The order, which appears to set the stage for the CIA to resume the program, bans techniques that denigrate a religion or religious object, sexually indecent acts and anything outside “the bounds of human decency.”
“It gives our officers the assurance that they may conduct their essential work in keeping with the laws of the United States,” CIA Director Michael V. Hayden said in a memo to agency employees.
Mr. Bush was responding to last year’s Supreme Court ruling and subsequent legislation from Congress that called on him to clear up the way detainees in the war on terror are treated.
The president declassified the existence of the program, which was reported last September, in the middle of the congressional campaigns.
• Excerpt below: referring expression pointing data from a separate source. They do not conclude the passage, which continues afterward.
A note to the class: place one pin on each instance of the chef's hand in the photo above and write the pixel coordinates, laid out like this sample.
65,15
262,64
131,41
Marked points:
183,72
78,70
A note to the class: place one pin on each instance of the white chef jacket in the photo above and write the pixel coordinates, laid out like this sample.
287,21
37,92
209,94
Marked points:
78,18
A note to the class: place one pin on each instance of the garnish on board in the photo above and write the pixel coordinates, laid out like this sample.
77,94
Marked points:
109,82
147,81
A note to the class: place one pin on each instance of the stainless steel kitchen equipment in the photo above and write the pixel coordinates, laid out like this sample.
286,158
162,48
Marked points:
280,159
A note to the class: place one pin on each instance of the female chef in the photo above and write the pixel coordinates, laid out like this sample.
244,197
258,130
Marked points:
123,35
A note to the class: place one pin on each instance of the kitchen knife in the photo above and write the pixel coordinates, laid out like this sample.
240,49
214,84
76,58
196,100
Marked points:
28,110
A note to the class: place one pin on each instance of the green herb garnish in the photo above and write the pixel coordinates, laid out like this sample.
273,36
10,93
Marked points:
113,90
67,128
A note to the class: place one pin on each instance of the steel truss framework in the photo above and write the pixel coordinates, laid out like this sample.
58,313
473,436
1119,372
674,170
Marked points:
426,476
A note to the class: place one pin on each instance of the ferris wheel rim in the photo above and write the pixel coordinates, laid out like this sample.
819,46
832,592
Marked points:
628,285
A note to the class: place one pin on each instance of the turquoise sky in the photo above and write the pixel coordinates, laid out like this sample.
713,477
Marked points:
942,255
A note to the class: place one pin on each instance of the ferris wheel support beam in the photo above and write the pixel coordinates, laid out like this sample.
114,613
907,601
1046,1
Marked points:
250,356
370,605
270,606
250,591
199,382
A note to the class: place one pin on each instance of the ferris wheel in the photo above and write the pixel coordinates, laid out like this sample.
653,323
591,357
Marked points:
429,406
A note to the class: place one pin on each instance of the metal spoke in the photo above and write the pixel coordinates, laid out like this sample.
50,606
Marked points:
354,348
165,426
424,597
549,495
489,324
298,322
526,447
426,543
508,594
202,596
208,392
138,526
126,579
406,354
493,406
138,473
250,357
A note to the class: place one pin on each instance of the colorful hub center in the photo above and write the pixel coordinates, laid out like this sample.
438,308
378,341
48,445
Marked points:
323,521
He called on Congress to pass legislation giving the program sound legal footing.
At the time, he announced the last detainees in the CIA program had been transferred to Defense Department custody, but said he reserved the right to reopen the program if necessary.
Fewer than 100 “hardened terrorists” have been part of the program, and fewer than half of those were subjected to “enhanced interrogation measures,” Mr. Hayden said. But he noted that the information from those interrogations has stopped attacks and saved lives.
Watchdog groups welcomed the order.
“There’s nothing in this that’s a step backwards in terms of protections against torture and abuse, and there are aspects that are clear steps forward,” said Christopher Anders, senior legislative counsel to the American Civil Liberties Union (ACLU).
But he said the problem is how the Bush administration chooses to read the definitions and follow the order, and he added that its track record isn’t very good.
“There’s plenty in this executive order that would prohibit all torture and abuse, but the worry we have is the worry we have with this administration about lots of other things,” Mr. Anders said. “Any word or phrase that could possibly survive a laugh test in being interpreted some other way, the administration seems willing to do that.”
Senate intelligence committee Chairman John D. Rockefeller IV, West Virginia Democrat, said he was told about the order yesterday morning by the CIA. He said he will have to see how the CIA implements the new order, and he promised to hold hearings to see what happens.
“The stakes are too high and the issue too important to provide any comment until the committee has been given the opportunity to fully evaluate the president’s action,” he said.
Plenty of questions remain.
The administration official designated to brief reporters about the order would not talk about most specific practices ruled in or out, and wouldn’t even say what agencies other than the National Security Council were involved in vetting the order.
The official also would not say whether any techniques had to change because of the new order, saying telegraphing what techniques are or aren’t used could give terrorists a chance to train against them.
The official declined to say whether the rules would exclude the practice of water boarding. That technique, decried by many critics, involves simulated drowning by wrapping the subject’s face with cellophane and pouring water over him. The official did say the prohibition against extreme heat or cold would rule out induced hypothermia, which Mr. Anders at the ACLU said they believe was one of the more commonly used tactics.